Pertama, mungkin pihak antirokok hanya melihat dari luar saja dan tak melihat bagaimana situasi di sentra industri rokok di berbagai tempat. Katakanlah di Kudus ataupun di Kediri yang merupakan sentra industri rokok. Perusahaan rokok besar menjadi target bagi para buruh di sana untuk berkesempatan bekerja di perusahaan tersebut karena akan mendapatkan upah, tunjangan, dan fasilitas yang lebih baik dibanding bekerja di perusahaan skala kecil menengah.

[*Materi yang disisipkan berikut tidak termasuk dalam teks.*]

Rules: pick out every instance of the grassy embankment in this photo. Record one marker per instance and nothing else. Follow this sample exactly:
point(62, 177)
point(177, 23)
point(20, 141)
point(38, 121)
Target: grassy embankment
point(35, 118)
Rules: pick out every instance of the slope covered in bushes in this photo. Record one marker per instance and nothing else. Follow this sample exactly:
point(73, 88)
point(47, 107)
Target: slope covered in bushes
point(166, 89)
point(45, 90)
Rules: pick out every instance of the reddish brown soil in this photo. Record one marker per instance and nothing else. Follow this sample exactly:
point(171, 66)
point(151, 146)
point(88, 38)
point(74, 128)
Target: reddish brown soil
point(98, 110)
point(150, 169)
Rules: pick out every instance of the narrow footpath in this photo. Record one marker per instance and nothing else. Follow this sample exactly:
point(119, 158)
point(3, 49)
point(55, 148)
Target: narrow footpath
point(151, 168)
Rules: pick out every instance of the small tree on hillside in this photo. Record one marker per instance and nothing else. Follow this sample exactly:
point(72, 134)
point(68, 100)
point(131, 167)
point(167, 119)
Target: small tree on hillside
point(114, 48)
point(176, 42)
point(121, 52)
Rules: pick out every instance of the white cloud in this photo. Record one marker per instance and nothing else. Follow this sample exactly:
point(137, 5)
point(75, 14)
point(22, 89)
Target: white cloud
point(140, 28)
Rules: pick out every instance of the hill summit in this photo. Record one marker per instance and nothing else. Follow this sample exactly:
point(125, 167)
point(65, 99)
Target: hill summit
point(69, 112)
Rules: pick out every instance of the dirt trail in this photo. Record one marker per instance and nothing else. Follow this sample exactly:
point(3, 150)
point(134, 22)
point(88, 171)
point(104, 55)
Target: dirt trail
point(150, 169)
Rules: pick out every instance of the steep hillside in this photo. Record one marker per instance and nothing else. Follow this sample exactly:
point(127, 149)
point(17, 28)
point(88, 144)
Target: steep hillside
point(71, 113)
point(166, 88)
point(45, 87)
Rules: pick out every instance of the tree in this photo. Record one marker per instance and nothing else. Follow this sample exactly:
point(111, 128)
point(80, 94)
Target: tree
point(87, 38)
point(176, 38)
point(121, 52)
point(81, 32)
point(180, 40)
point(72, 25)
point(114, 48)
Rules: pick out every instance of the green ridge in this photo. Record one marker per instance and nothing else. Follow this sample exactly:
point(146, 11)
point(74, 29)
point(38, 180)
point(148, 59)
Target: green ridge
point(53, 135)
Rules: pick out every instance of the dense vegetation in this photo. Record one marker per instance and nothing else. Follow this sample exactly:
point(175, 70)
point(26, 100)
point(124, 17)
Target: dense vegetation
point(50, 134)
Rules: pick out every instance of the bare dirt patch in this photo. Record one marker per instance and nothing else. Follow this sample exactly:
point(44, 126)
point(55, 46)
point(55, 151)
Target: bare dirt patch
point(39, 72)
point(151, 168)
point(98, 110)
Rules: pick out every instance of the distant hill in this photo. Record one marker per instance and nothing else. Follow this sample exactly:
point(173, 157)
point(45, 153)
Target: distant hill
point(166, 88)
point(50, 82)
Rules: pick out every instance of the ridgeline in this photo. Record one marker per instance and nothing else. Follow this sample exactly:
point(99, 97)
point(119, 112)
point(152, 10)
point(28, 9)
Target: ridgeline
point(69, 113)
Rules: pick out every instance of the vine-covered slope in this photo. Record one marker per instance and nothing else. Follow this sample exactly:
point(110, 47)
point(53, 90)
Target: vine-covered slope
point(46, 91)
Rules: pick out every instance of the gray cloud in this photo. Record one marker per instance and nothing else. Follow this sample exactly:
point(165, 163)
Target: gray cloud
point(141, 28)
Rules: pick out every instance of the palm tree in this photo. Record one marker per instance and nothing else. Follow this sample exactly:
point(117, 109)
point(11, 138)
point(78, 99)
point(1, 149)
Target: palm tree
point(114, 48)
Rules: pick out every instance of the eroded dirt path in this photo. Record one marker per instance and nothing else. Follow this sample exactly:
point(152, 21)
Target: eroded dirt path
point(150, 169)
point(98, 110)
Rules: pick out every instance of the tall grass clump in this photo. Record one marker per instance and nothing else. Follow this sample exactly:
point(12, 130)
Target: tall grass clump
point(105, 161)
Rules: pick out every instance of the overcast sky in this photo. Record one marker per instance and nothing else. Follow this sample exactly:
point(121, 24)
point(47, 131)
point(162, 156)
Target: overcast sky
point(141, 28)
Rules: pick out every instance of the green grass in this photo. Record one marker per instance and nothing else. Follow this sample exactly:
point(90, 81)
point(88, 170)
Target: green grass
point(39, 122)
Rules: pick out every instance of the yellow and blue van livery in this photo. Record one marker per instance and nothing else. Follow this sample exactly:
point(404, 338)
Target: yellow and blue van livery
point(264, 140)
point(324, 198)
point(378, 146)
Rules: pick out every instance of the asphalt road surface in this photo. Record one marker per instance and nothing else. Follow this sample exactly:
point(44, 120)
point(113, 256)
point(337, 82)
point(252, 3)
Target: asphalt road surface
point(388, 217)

Semacam pencapaian karir yang baik jika mendapat kesempatan bekerja di perusahaan besar, karena akan meningkat pula kesejahteraan yang mereka rasakan. Hal itu bisa ditanyakan langsung oleh pegiat antirokok kepada buruh-buruh yang bekerja di sentra industri rokok, apakah benar demikian atau tidak.

Bahkan hal ini tak hanya berlaku di indsutri rokok saja. Di berbagai sentra industri, pasti juga ada perusahaan yang menjadi target dari para buruh untuk bisa bekerja di perusahaan tertentu agar meningkat kesejahteraannya karena berbagai fasilitas yang diberikan oleh perusahaan tersebut. Seperti halnya buruh yang memiliki jenjang posisi dan pengaruhnya pada pendapatan, industri juga memiliki level-level yang berbeda dalam aspek modal, produksi, dan juga pasar.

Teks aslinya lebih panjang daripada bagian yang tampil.